Артемий Петрович не преминул представиться.

   — Слышал, слышал, — заверил его архимандрит. — Муж высокой, государев муж. Эдакая честь для нашей братии.

Святого отца звали Пахомий. Артемий Петрович объяснил ему, какая нужда привела их в обитель, и архимандрит, позвавши ключаря, распорядился устроить людей губернаторской свиты и задать овса лошадям.

   — Пожалуйте со мною, — пригласил их архимандрит. — Служить буду в Успенском соборе, а затем перейдём в Никольскую церковь, дабы восславить покровителя странствующих и путешествующих и пожелать благого окончания пути.

Отстояв службу и вознеся молитвы святому Николаю Чудотворцу, они направились в игуменские палаты. За обильной трапезой, где на стол подавалось скоромное, завязался, естественно, оживлённый разговор, а вино тем паче развязало языки. Их приезд был событием в однообразной жизни обители, да и всего городка, ибо этому небольшому поселению ещё при Иоанне Грозном был пожалован статус города.

   — Гиштория Свияжска весьма примечательна и заслуживает пространного рассказа, — промолвил хозяин, подливая им вина, меж тем как служки продолжали переменять блюда. — Град сей был сплавлен с верховьев сто семьдесят и один год тому назад по указу Грозного царя.

   — Как это сплавлен? — округлила глаза Шурочка. К этому времени было уже известно, что супруга астраханского губернатора — родная племянница императора: женщина, да ещё столь родовитая, в мужском монастыре — явление почти что сверхъестественное. Впрочем, удивился и Артемий Петрович. Беседа становилась занимательной. И он уже предвидел, как будет пересказывать её избранному обществу губернской столицы.

   — Очень просто, дочь моя, — отвечал отец Пахомий, внутренне довольный, что может своим рассказом поразить именитых гостей. — Царь Иван Васильевич в те поры снарядил войско противу Казанского ханства. Осадил он Казань, одначе татарове приступ отбили. Раз, другой — всё понапрасну. А тут и припас иссяк, и убыль в войске сказалась.

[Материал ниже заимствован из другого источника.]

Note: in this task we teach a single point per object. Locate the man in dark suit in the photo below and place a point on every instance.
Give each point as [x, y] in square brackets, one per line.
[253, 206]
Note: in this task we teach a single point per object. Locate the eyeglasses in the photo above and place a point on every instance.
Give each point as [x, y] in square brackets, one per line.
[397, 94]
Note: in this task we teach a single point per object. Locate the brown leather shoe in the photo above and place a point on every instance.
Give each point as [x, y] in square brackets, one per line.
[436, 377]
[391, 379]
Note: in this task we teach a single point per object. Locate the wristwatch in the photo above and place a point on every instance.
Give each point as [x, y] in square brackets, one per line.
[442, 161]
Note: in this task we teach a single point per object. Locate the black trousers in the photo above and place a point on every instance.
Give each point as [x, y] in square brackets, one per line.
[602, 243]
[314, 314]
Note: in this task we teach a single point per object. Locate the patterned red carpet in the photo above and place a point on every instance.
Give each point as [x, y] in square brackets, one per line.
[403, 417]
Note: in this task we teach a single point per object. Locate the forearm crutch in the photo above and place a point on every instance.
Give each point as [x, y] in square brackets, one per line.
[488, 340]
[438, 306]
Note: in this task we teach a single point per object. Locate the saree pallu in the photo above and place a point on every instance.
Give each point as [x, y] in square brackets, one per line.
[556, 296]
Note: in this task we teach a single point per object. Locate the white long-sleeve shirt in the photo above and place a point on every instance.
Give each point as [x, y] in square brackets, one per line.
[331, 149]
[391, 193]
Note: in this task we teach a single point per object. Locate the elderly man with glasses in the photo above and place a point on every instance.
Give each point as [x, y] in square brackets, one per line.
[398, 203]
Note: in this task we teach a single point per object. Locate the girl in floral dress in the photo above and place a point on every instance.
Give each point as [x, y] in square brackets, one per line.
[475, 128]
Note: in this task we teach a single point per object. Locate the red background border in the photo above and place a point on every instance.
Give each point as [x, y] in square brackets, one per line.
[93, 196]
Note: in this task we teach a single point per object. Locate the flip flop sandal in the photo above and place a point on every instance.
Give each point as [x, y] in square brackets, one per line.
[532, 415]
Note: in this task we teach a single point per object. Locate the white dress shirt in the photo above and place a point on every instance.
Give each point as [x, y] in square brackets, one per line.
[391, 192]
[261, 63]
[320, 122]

И тогда приказал он в тайности срубить город-крепость в лесах угличских, в вотчине бояр Ушатовых. И послал туда доверенного дьяка Ивана Выродкова. Всё склали по брёвнышку: башни и городьбу, избы и, само собою, церквы, великая артель трудилась не покладая рук. А как только Волга тронулась и сошла большая вода, связали те меченые брёвна в плоты и поплыли вниз по реке. Царь Иван Васильевич давно приметил сию гору близ Казани. С одной стороны омывает её Волга, с другой Свияга да озерце Щучье. Не подступишься. И вся поросла она лесом.

Боле месяца плыли те плоты. А как приблизились к сему месту, тайно завели их в Свиягу. С Волги не видать, ханские дозоры покойны. Стали плотники лес валить, да так, чтобы серёдку горы очистить и там поста» вить крепость. Был густ здешний бор, скрыл он работных людишек. Летописец занёс на скрижаль дату — » двадцать четвёртое мая тысяча пятьсот пятьдесят первого года. За четыре недели поставили город-крепость с трёхъярусными башнями, высокими стенами-срубами, засыпанными землёю и камнем — городнёю. И была сия крепость поболе, нежели Московский Кремль да крепости Новагорода Великого и Пскова.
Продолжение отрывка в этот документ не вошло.